Canadian Manufacturing

As feds, provinces work to expand CPP, fund reports weak first-quarter return

CPPIB's 1.45 per cent return on investment for Q1 of its fiscal 2017 is well-below the fund's long-term performance over the past decade

August 11, 2016  by The Canadian Press

TORONTO—The Canada Pension Plan Investment Board, the largest pension fund in the country, is reporting a 1.45 per cent return on investments in the first quarter of its 2017 fiscal year, well below its long-term performance over the past decade.

Despite the weak start, the fund’s 10-year rate of return was 5.5 per cent after accounting for inflation—above the chief actuary’s benchmark of 4.0 per cent annualized real rate of return.

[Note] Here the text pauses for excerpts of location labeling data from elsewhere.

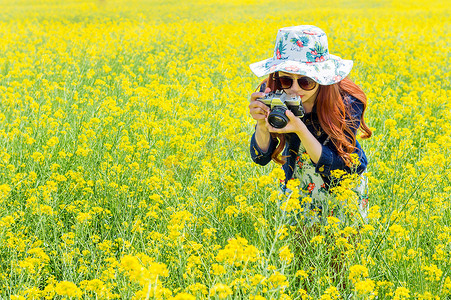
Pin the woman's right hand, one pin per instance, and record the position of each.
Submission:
(257, 109)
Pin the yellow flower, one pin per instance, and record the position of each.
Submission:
(285, 254)
(356, 272)
(221, 290)
(67, 288)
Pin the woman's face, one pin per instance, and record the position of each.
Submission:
(296, 90)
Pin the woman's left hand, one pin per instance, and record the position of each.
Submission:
(294, 125)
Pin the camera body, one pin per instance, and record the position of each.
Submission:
(279, 102)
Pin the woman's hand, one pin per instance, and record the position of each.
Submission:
(257, 109)
(294, 125)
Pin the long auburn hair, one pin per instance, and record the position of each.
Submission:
(334, 117)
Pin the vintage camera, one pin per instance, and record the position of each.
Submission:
(279, 102)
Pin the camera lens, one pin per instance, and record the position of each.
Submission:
(277, 117)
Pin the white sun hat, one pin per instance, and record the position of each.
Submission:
(304, 50)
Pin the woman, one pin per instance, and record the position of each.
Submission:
(334, 107)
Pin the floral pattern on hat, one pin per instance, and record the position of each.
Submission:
(304, 50)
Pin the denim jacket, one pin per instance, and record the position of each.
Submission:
(329, 160)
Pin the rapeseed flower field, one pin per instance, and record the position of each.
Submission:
(125, 171)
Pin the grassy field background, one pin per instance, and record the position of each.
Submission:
(124, 164)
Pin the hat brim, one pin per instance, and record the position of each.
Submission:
(325, 72)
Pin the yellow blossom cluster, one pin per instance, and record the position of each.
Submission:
(124, 154)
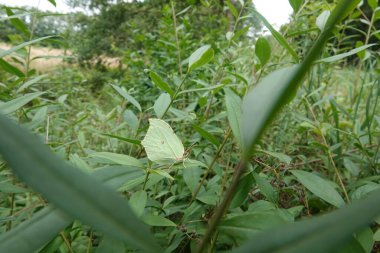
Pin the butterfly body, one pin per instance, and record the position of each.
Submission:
(161, 144)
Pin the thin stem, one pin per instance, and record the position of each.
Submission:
(325, 144)
(209, 169)
(176, 39)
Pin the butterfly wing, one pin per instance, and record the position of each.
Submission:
(161, 144)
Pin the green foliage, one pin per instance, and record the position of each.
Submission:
(203, 137)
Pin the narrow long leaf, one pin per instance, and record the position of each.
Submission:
(276, 35)
(318, 235)
(79, 195)
(32, 234)
(14, 49)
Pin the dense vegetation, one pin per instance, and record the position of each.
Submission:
(276, 135)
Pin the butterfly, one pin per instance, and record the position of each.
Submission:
(161, 144)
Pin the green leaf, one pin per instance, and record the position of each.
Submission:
(245, 225)
(160, 83)
(296, 5)
(339, 57)
(280, 156)
(119, 159)
(365, 238)
(53, 2)
(317, 235)
(17, 23)
(138, 202)
(208, 136)
(14, 49)
(266, 188)
(244, 187)
(232, 9)
(11, 69)
(32, 234)
(79, 195)
(200, 57)
(17, 103)
(280, 39)
(322, 20)
(263, 100)
(263, 50)
(128, 97)
(234, 114)
(319, 186)
(161, 104)
(157, 221)
(373, 4)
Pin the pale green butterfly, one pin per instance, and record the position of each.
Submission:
(161, 144)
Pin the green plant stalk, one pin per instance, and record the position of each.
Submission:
(209, 169)
(330, 156)
(175, 94)
(338, 14)
(176, 39)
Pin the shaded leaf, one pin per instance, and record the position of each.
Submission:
(200, 57)
(319, 186)
(70, 189)
(160, 83)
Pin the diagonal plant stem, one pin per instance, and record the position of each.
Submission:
(291, 86)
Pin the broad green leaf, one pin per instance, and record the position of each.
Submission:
(376, 236)
(32, 234)
(232, 9)
(160, 83)
(234, 114)
(17, 23)
(157, 221)
(264, 100)
(14, 49)
(373, 4)
(263, 50)
(245, 186)
(53, 2)
(79, 195)
(133, 141)
(296, 5)
(11, 69)
(108, 245)
(200, 57)
(365, 238)
(17, 103)
(319, 186)
(266, 188)
(161, 104)
(119, 159)
(280, 39)
(280, 156)
(317, 235)
(138, 201)
(322, 20)
(128, 97)
(339, 57)
(244, 225)
(207, 135)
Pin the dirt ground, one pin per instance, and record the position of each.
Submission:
(44, 59)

At the end of June, the fund had $287.3 billion of net assets, up $8.4 billion from the end of March.

The increase included $4.1 billion from investments after costs and $4.3 billion in additional contributions from employees and employers covered by the Canada Pension Plan (CPP).


The board’s report comes as most of the federal, provincial and territorial governments work towards an expansion of CPP, a move that would eventually increase contributions as well as benefits paid out to retirees over the long term.

The report is also the first for the Toronto-based fund manager since the departure of Mark Wiseman, who has been replaced as president and CEO by Mark Machin.

Meanwhile, the Canadian Federation of Independent Business (CFIB) is continuing its lobbying effort to ensure a public consultation and economic analysis of the proposed CPP expansion take place before any deal is ratified.

The small business organization said while proponents describe the contribution increase as “modest,” the hike will hit independent owners hard. In a recent survey, 70 per cent of business owners said they disagree with the notion that the proposed increase is modest and that it will have a limited impact on business.